In December 1982, Treen said that he had abandoned his call for new taxes and would instead attempt to cut $150 million from the state budget to provide seniority raises for state employees. House Speaker John Hainkel, meanwhile, proposed $40 million in higher taxes, including higher tuition and fees at vocational school and repeal of a $5 million tax exemptio provided to Blue Cross Blue Shield in Louisiana.[31]

In August 1982, Treen vetoed twenty-four bills passed by the legislature on the premise that most would have added expense to the already strained state budget. One of the bills would have exempted Butane and propane gas dealers from sales taxes.[32]

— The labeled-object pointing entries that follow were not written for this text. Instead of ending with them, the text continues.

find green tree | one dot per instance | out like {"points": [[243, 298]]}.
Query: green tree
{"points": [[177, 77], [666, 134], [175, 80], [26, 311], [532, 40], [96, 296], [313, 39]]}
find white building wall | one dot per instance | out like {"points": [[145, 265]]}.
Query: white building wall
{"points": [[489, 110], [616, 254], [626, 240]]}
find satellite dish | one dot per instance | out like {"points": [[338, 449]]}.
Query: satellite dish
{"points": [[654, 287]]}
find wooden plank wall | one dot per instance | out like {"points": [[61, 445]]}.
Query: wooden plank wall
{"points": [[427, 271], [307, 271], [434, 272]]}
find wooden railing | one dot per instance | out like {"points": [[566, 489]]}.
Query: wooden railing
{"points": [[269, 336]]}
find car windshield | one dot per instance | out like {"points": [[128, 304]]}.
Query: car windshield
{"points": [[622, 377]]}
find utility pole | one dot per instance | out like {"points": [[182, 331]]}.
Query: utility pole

Treen worked to reform the state worker's compensation program, long known for its high insurance rates on business. When a 1982 reform plan failed, Treen blaimd LABI because the trade association would not compromise with the Democrats to secure a bill that could pass the legislature. LABI director Ed Steimel declared the worker's compensation problem at the time to be the major roadblock to bringing new and expanded industries into the state.[33] Early in 1983, a revised worker's compensation bill was passed, and money was earmarked to make the unemployment compensation fund solvent. No action was taken on a policy involving hiring out convict labor. "A majority of the Senate thought we had asked for enough. There was a lack of enthusiasm once again against a position taken by Victor Bussie, the president of the state AFL-CIO.[34]

Treen and Freeman

Treen had difficulty working with the lieutenant governor, Democrat Robert "Bobby" Freeman, a former state representative from Plaquemine in Iberville Parish south of Baton Rouge. Considered a liberal by Louisiana standards, Freeman vowed to exercise gubernatorial powers, as permitted under the state constitution, whenever Treen left the state, either on business or pleasure trips. This recurring threat made it hard for Treen to make out-of-state appearances.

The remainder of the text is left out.